I. THE MYSTERY OF RASPUTIN'S JEWELS

II. A RACE FOR A THRONE

III. THE SEVEN DOTS

IV. THE SORCERER OF SOHO

V. THE MASTER ATOM

VI. THE HORROR OF LOCKIE

VII. THE PERIL OF THE PRÉFET

VIII. THE MESSAGE FOR ONE EYE ONLY

I. THE MYSTERY OF RASPUTIN’S JEWELS.

FROM a derelict shed adjoining a lonely road which stretched for miles across the Norfolk fens, a strange shape slid silently into the night mist. It was a motor-car of an unfamiliar design. The body, of gleaming aluminium, was of unusual width, and was lifted high above the delicate chassis and spidery bicycle wheels that seemed almost too fragile to bear the weight of an engine.

Noiselessly the strange car backed out of the shed. There was no familiar teuf-teuf of the motor-engine; so silent was the car that it might have been driven by electricity, save that the air was filled with the reek of petrol.

Swinging round on the grass of the meadow, the car headed for the gateway, turned into the road, and sped along silently for a few miles.

It halted at length at a point where the narrow roadway widened somewhat and ran along an elevated embankment evidently constructed to raise the road above flood-level.

As the car came to rest, two leather-helmeted figures descended from the tiny cockpit in the body of it. One was a slim young fellow of twenty-five or twenty-six; the other, despite the clinging motor costume, showed feminine grace in every movement. It was a young girl, evidently in the early twenties.

The two set busily to work, and in a few minutes their strange car had undergone a wonderful transformation.

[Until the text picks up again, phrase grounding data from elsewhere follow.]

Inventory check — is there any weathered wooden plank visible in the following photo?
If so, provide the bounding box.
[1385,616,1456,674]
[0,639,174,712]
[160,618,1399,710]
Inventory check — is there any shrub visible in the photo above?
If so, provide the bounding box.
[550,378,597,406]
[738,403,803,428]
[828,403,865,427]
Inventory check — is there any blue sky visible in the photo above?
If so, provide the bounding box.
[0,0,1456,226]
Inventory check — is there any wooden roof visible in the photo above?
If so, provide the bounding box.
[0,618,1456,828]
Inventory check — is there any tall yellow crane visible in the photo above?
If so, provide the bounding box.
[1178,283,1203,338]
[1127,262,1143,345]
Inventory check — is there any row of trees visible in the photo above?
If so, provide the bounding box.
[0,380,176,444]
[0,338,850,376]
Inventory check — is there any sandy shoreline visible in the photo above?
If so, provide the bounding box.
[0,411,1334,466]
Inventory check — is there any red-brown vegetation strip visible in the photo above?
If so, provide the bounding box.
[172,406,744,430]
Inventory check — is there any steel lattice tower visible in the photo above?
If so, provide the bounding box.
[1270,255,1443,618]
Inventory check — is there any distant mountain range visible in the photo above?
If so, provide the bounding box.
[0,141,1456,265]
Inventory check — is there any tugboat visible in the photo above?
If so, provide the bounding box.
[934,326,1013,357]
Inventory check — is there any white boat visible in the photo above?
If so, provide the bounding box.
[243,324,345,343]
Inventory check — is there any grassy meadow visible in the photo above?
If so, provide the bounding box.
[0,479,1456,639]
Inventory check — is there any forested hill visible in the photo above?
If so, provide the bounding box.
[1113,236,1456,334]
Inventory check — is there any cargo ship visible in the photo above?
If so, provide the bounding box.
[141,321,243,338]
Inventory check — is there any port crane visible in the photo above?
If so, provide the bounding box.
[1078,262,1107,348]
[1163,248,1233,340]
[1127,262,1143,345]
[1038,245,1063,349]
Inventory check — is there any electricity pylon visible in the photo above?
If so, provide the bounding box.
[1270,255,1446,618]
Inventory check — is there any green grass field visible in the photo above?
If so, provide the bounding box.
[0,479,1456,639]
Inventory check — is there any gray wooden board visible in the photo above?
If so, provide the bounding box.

From each side shot out long twin telescopic rods. These, swiftly joined together by rapidly unrolled strips of fabric, soon resolved themselves into the wings of a tiny monoplane. From a cleverly hidden trap-door in the front of the car, appeared an extending shaft bearing a small propeller, whose twin blades, hinged so as to fold alongside the shaft when not in use, were quickly spread out and locked into position. A network of wire stays running from the wings to the fuselage of the car were speedily hooked up and drawn taut.

Then the two mysterious figures climbed again into the transformed car. There was a low, deep hum as the propellers began to revolve, the monoplane shot forward a few yards along the road, then lifted noiselessly, and, graceful and silent as a night-bird, vanished into the shrouding mist.

The adventures of the Gay Triangle had begun!

*     *

*

DICK MANTON, lounging idly in the Assembly Hall of the little town of Fenways, in the centre of the Norfolk Broads, watched with eyes half critical and half amused the throng of dancers circling gaily to the strains of three violins and a tinkling piano which did duty for an orchestra when the youth of Fenways amused itself with a dance.

Dick was wholly and entirely a product of the war. The lithe, slim body, hatchet face, and keen, resolute eyes stamped him from head to foot with the unmistakable cachet of the airman. He smiled, as he watched the dancers, in acknowledgment of the gay greeting flung to him by a score of laughing girls who, with the joy of youth, were giving themselves unreservedly to the pleasures of the fox-trot.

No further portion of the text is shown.